Harry Potter remains a legendary book and movie series that sparked a meteoric rise in fame for author JK Rowling. A beloved author since 1995, Rowling’s popularity took a turn in 2020 when she expressed concern about transgender women using female bathrooms.
It all started with a Tweet on June 6, 2020, when Rowling responded to an article entitled “Opinion: Creating a more equal post-COVID-19 world for people who menstruate.” Rowling was dumbfounded that the phrase “people who menstruate” was used to replace the term “women,” and said so. Immediately, she was hit with backlash, so in an effort to explain her tweet, she issued a lengthy statement that read, “If sex isn’t real, there’s no same-sex attraction. If sex isn’t real, the lived reality of women globally is erased.
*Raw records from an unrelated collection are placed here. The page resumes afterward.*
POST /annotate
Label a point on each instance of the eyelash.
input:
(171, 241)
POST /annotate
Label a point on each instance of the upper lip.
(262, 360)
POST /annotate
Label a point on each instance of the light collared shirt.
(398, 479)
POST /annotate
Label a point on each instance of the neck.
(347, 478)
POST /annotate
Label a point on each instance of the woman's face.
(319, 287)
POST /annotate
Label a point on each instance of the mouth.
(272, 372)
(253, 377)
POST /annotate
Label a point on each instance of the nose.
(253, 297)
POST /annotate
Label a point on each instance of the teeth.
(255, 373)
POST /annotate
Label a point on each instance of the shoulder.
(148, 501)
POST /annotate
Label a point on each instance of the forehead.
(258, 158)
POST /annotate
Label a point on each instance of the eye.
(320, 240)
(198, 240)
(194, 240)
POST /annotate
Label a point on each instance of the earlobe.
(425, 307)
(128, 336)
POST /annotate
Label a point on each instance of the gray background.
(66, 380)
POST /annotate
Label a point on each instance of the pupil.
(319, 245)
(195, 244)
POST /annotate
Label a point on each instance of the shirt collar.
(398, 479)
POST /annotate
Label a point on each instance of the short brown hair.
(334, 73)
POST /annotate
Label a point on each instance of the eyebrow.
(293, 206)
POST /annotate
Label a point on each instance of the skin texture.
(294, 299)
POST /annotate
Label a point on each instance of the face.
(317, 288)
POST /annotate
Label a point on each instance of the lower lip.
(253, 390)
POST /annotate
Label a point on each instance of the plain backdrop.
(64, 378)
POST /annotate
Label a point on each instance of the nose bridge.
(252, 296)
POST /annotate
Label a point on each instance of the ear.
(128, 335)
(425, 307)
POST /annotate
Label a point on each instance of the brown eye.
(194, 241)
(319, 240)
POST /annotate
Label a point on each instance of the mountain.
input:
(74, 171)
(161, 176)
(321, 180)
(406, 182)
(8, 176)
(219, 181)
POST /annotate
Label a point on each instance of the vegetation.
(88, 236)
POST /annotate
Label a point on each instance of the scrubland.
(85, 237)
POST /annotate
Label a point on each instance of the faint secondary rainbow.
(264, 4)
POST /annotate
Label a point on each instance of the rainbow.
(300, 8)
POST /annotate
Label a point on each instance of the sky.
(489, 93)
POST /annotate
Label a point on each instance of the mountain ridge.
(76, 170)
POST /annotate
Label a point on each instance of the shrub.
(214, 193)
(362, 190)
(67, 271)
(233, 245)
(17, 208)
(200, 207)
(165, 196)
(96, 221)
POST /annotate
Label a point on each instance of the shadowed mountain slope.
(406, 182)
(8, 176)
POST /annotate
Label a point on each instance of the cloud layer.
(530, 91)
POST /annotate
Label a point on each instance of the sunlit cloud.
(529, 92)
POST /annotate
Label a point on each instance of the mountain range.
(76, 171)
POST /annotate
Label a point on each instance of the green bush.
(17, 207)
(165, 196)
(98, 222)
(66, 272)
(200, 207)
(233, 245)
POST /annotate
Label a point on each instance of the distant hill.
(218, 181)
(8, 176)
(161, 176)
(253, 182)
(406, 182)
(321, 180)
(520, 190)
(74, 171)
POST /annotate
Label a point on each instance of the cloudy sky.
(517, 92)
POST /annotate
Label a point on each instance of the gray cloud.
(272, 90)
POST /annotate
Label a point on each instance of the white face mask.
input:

I know and love trans people, but erasing the concept of sex removes the ability of many to meaningfully discuss their lives. It isn’t hate to speak the truth. The idea that women like me, who’ve been empathetic to trans people for decades, feeling kinship because they’re vulnerable in the same way as women—i.e., to male violence—‘hate’ trans people because they think sex is real and has lived consequences—is nonsense.”
She continued, “I respect every trans person’s right to live any way that feels authentic and comfortable to them. I’d march with you if you were discriminated against on the basis of being trans. At the same time, my life has been shaped by being female. I do not believe it’s hateful to say so.”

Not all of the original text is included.